NewsAnalysis
This month must see greatly increased pressure from the progressive grassroots, or very nasty anti-immigrant legislation will likely be enacted.
The chairman of the Senate Judiciary Committee, Arlen Specter (R-Pa.), has presented a draft plan or “chairman’s mark” for “comprehensive immigration reform.” Although Specter took elements of this plan from several legislative proposals, he leaned heavily to the right, stressing new repressive measures such as those found in HR 4437, the Sensenbrenner bill passed by the House in December.
The mark features a large-scale guest worker program which lacks the minimum labor rights unions have insisted on, and which will allow for massive abuse and exploitation of temporary workers. There is no program to offer legalization and a path to eventual citizenship to the 11 million undocumented workers in the country. Instead, they will at best be shunted into a “permanent temporary worker” status with no labor rights. In exchange for merely applying for this status, they will have to waive their rights to appeal adverse government decisions on their cases.
Very troubling is the harshly repressive tone of the mark, which directly follows Sensenbrenner by making undocumented immigrants felons, threatening felony charges against people who help them, and sharply reducing the rights of immigrants to a hearing in the federal courts. In making the undocumented felons, the mark proposal automatically authorizes state and local police to investigate and arrest them, something spelled out more specifically in the Sensenbrenner bill.
When the House Judiciary Committee began debate on the chairman’s mark on March 2, it was immediately evident the plan would meet opposition from both left and right. Senators Patrick Leahy (D-Vt.) and Russ Feingold (D-Wis.) spoke out in the committee against the document’s repressive and anti-labor dimensions, while Senators Edward Kennedy (D-Mass.) and John McCain (R-Ariz.) did so in other settings, including meetings and rallies where they continued to promote their “Secure America” bill as being more generous and immigrant friendly.
The Judiciary Committee will debate the issue for several consecutive Thursdays. It is highly probable that both senators who consider the chairman’s mark to be too liberal, such as Sen. Chuck Grassley (R-Iowa.), and those who consider it too conservative (most Democrats) will start offering amendments to push it to the right or left. Sen. Bill Frist (R-Tenn.) has stated that if the end product is too liberal for his tastes, he might introduce a more repressive bill directly to the floor, hoping to get something passed by March 27.

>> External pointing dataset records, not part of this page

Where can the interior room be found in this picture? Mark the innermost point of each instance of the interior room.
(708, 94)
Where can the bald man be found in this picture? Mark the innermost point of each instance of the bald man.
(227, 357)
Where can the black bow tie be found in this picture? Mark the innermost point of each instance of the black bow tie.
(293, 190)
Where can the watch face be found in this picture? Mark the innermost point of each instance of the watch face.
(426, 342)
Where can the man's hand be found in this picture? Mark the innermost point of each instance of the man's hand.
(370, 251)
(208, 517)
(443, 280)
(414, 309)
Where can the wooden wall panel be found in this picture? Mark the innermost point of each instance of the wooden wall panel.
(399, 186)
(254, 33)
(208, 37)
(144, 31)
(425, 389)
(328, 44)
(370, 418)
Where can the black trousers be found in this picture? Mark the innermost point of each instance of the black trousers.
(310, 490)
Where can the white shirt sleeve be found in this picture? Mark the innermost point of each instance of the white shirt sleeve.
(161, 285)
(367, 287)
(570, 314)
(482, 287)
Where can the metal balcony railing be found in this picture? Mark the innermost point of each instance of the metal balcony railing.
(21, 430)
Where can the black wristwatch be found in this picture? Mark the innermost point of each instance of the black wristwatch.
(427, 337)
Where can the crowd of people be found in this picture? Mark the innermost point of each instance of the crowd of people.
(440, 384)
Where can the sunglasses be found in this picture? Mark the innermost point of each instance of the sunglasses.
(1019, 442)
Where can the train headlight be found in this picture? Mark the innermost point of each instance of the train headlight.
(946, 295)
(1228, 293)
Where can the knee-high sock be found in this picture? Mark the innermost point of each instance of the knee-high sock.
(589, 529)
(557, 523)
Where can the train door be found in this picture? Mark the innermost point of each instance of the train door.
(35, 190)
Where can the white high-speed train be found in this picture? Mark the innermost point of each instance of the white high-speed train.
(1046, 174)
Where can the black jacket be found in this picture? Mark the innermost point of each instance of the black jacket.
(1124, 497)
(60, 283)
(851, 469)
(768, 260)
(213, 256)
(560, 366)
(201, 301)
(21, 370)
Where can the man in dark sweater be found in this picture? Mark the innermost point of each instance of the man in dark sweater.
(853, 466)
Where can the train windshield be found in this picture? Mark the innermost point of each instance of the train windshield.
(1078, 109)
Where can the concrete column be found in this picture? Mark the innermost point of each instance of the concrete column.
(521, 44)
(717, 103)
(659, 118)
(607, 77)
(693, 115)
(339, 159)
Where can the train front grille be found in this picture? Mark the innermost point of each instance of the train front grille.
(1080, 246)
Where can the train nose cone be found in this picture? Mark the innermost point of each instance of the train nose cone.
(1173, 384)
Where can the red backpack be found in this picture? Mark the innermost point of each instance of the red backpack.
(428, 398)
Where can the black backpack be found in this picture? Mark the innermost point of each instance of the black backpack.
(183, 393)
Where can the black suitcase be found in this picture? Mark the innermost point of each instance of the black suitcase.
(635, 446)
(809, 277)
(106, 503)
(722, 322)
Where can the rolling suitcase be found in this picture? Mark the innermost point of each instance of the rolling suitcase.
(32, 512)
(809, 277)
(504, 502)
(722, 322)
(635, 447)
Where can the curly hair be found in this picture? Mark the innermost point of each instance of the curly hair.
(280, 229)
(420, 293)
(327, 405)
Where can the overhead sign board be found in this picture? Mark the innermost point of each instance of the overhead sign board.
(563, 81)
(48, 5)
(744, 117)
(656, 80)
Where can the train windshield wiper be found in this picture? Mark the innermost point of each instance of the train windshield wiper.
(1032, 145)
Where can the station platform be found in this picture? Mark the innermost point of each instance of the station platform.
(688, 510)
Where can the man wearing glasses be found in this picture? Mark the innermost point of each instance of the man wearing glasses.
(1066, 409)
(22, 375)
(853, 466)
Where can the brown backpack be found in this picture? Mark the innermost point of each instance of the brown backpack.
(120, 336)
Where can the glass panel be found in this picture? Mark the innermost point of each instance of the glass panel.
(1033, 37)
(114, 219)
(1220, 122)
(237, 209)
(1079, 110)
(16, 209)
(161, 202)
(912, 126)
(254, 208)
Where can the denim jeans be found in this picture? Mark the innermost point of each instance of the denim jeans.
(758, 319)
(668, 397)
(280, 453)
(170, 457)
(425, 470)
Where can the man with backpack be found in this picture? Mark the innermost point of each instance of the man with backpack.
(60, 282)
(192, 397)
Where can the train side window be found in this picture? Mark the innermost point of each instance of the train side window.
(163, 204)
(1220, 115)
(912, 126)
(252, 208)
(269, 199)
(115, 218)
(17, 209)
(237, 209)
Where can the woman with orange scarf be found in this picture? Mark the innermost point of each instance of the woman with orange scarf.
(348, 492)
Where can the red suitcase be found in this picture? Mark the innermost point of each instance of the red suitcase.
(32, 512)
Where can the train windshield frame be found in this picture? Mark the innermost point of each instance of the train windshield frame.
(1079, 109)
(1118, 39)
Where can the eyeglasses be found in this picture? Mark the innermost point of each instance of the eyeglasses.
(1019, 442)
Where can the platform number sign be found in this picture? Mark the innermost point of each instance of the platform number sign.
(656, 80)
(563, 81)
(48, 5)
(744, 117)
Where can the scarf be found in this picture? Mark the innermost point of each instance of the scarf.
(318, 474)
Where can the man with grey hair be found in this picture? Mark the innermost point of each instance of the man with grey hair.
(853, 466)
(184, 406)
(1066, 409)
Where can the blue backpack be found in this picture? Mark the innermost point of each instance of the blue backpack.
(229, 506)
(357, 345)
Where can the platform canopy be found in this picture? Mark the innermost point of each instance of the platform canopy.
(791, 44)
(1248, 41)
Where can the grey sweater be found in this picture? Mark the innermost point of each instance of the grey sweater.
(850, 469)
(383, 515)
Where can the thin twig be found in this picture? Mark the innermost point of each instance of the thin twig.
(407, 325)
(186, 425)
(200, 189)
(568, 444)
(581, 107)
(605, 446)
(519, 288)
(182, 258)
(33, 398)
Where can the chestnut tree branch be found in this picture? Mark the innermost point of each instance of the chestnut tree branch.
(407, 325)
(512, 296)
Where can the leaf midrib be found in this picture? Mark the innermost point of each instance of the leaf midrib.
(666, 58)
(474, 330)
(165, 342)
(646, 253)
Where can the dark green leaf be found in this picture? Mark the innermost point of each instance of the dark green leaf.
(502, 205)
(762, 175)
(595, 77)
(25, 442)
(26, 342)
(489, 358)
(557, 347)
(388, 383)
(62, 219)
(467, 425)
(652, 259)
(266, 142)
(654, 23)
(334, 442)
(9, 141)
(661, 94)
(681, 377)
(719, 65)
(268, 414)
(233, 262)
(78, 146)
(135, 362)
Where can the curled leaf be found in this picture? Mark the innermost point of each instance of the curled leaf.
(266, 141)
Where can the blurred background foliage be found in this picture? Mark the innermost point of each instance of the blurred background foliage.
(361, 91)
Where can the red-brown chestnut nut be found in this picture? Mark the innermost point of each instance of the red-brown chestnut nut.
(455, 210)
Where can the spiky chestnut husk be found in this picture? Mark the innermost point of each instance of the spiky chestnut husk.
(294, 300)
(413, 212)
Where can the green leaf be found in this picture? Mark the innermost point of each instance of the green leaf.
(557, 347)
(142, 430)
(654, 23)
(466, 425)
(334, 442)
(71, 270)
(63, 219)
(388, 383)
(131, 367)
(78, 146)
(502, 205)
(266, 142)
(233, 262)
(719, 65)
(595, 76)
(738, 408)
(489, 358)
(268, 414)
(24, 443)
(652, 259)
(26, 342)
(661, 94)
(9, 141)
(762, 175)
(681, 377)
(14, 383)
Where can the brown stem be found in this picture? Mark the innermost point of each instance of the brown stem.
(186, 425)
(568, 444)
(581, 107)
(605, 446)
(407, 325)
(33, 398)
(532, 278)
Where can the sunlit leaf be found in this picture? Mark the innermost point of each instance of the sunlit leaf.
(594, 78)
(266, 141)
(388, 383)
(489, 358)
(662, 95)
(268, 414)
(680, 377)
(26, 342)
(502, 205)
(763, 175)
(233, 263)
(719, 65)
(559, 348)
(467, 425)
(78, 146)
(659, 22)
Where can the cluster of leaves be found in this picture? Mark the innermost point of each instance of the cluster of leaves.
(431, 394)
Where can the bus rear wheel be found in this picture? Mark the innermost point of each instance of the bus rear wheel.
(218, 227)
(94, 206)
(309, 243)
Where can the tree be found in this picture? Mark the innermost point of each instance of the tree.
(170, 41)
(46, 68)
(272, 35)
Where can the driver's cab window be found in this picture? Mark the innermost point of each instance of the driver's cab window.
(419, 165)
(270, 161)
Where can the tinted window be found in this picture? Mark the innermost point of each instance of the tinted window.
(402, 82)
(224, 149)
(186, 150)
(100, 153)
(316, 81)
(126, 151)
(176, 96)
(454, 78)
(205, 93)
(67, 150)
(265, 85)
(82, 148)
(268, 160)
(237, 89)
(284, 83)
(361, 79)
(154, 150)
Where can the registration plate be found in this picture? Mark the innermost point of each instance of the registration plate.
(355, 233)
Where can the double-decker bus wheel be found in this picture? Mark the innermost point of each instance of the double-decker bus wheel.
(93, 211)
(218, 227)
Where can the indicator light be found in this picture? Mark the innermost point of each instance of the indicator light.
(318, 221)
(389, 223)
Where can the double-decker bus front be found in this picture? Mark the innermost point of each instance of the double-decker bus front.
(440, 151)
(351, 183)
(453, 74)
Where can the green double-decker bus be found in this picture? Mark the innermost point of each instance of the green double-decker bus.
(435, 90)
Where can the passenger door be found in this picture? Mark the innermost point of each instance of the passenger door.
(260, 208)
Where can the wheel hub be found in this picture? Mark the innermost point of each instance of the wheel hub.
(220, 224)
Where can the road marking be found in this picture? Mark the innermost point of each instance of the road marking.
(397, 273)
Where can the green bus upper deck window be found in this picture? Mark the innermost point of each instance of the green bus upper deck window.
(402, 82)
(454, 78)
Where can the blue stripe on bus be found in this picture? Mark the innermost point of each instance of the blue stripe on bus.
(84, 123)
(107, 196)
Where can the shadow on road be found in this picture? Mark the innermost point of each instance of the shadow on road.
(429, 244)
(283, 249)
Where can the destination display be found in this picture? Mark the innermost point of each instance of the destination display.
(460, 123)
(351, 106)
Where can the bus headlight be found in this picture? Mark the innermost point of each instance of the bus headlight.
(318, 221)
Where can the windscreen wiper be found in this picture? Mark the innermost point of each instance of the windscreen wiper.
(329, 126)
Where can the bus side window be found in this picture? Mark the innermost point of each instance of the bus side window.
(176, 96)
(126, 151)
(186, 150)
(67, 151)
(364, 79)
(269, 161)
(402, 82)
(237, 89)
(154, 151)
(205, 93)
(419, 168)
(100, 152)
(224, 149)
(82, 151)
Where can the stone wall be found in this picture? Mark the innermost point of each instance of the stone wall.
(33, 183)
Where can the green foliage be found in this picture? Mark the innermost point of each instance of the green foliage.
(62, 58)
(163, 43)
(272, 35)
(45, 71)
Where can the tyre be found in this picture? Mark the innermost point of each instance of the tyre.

One problem for defenders of immigrant rights has been the lack of unity up to now among pro-immigrant forces. While several unions, notably SEIU and Unite Here, and most immigrant rights organizations have supported the McCain-Kennedy Bill, others —including the AFL-CIO, importantly — have not. Some unions, such as the Laborers’ International, support parts of McCain-Kennedy but balk at the guest worker component. The Congressional Black Caucus largely supports a different bill sponsored by Rep. Sheila Jackson-Lee (D-Texas).
But by tilting his chairman’s mark so far in the anti-immigrant direction, chairman Specter has drawn a clear line in the sand, against which all these forces can unite.
Key elements for such unity can be:
• Legalization to permanent resident (not temporary or conditional) status, with access to citizenship, for all undocumented immigrants.
• Roll back the policies of repression against immigrants that have accumulated since 1996, with no new repression or erosion of their civil and labor rights.
• No guest worker program. But if one is imposed, limit it as much as possible and include maximum guarantees of full rights for these workers, including the right to join a union and go on strike without risking deportation.
Already across the country, immigrant communities and their labor and civil rights allies — plus organizations such as the ACLU, the Conference of Catholic Bishops, the American Bar Association and both the AFL-CIO and the Change to Win Coalition — have mobilized to stop HR 4437, the Sensenbrenner bill. This united, broad fight against HR 4437 can be extended to a fight against the anti-immigrant and anti-worker aspects of the Specter mark as well, irrespective of differences over McCain-Kennedy and other matters. All democratically minded people in the United States should consider this a priority struggle, and communicate the above demands to their senators and congresspersons as soon and as forcefully as possible.